The remainder of the paper is organized as follows: Sect. 2 discusses related work. In Sect. 3, we describe the ST-Sem method for POI classification from street-level imagery. Section 4 presents the experimental setup and discusses the obtained results. Finally, Sect. 5 summarizes the conclusions and discusses future lines of research.

2 Related Work

Capturing the semantics of POIs (e.g. bar or museum) is essential for facilitating location-based applications. While some location-based online social network services (e.g. Foursquare, Yelp) allow users to characterize the places they visit, the process is not automated and, instead, requires the users’ help. In recent years, a considerable amount of methods are proposed by researchers for assigning semantic labels to unlabeled places [6, 29]. Approaches on semantic place labeling mainly focus on user activity data to characterize POIs through their fine-grained visiting patterns.

Street-level imagery could be a useful data source in providing information about POI attributes (e.g. the type of POI) with higher spatial coverage. In recent years, researchers have demonstrated the feasibility of utilizing street-level imagery in mapping urban greenery [16], assessing physical changes in urban area [1], estimating city-level travel patterns [9], or in inferring subjective properties of urban areas such as safety, liveliness, and attractiveness [7]. Other works applied computer vision techniques to Google Street View images for finding morphological characteristics to distinguish European cities [5] or to infer the socioeconomic attributes of neighbourhood in US [8]. However, computer vision methods for POI types classification require large annotated datasets for training, which are currently available only for limited cities and countries.

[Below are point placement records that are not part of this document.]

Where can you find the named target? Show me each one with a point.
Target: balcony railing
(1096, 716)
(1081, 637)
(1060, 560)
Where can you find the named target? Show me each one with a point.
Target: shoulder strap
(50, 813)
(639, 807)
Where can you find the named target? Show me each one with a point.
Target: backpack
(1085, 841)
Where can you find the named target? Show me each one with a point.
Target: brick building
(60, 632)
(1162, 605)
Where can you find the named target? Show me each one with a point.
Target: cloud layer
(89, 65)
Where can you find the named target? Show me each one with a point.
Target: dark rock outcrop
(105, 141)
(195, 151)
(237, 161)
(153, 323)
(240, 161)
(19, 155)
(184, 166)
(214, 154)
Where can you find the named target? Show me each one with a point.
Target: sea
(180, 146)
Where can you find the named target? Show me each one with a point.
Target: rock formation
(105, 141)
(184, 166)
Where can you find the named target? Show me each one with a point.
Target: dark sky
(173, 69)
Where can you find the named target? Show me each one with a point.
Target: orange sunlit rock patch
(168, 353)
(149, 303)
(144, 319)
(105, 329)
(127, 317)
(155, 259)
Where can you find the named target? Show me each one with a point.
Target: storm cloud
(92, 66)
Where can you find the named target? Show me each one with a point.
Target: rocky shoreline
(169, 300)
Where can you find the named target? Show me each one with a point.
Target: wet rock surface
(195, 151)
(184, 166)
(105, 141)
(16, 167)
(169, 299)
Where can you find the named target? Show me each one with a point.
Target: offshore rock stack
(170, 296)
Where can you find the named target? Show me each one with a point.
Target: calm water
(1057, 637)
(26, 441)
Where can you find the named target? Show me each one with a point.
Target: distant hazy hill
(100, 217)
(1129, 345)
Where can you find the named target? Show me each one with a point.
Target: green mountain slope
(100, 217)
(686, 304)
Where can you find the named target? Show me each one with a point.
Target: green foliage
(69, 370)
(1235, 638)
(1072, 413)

Deep Convolutional Neural Networks (CNNs) have been successful in various vision-related tasks such as face detection, image segmentation, and scene recognition [22, 31]. However, such breakthroughs in visual understanding do not imply that these models are suitable for fine-grained POI classification based on the visual appearance of store fronts from street-level imagery. This is due to the high degree of intra-class and the low degree of inter-class differences in the appearance of store fronts across business categories [14]. Yan et al. [28] take Spatial Context (i.e. nearby places) into account as complementary information to boost the performance of CNN models for classifying business places. Text in scene images, which frequently appears on the shop fronts, road signs, and billboards, usually conveys a large amount of valuable semantic information about the object or the scene in the same image. When it comes to the fine-grained classification of storefronts based on their business type, this textual information plays a crucial role in making more accurate predictions [21]. Most similar to our work, is that of Karaoglu et al. [13]. The latter proposed a multimodal approach that combines visual features and textual information from the imagery data in a single feature space as input for a SVM classifier. Our work differs from the existing literature in that we incorporate multilingual word embeddings trained on a large corpus to measure semantic relatedness between spotted textual information in street-level imagery and the candidate types of storefronts. Then, we propose a late fusion approach to leverage the obtained prediction scores of both modalities, and generate a final score for each candidate class. We compare ST-Sem against the approach of Karaoglu et al. [13] in Sect. 4, showing improved performance.

3 Methodology

This section presents ST-Sem, a novel multimodal approach for improving the fine-grained classification of business storefronts by leveraging visual and textual features in street-level imagery. The architecture of ST-Sem is depicted in Fig. 1. The image processing pipeline mainly consists of three components. First, the Scene Recognition module predicts the type of storefront at context level based on the common visual characteristics of each storefront type. Next, the Scene-text Semantic Recognition module detects textual data on the image and transcribes it into a bag of words and measures the semantic similarity between the bag of words, which usually represent the type of storefront, and each of the candidate types. Ultimately, the Class Rank module generates the final score for each candidate class by using a Linear Bimodal Fusion (LBF) method which combines the prediction scores from first and second modules. In the following paragraphs, we describe each component in detail.

Fig. 1.
figure 1

Overview of the multimodal storefront image classification approach.

3.1 Scene Recognition

The scene recognition component is designed to classify images into one of the several candidate storefront types based on common morphological features. We use deep Convolutional Neural Networks (CNNs) which have been successful in several computer vision tasks [22, 31].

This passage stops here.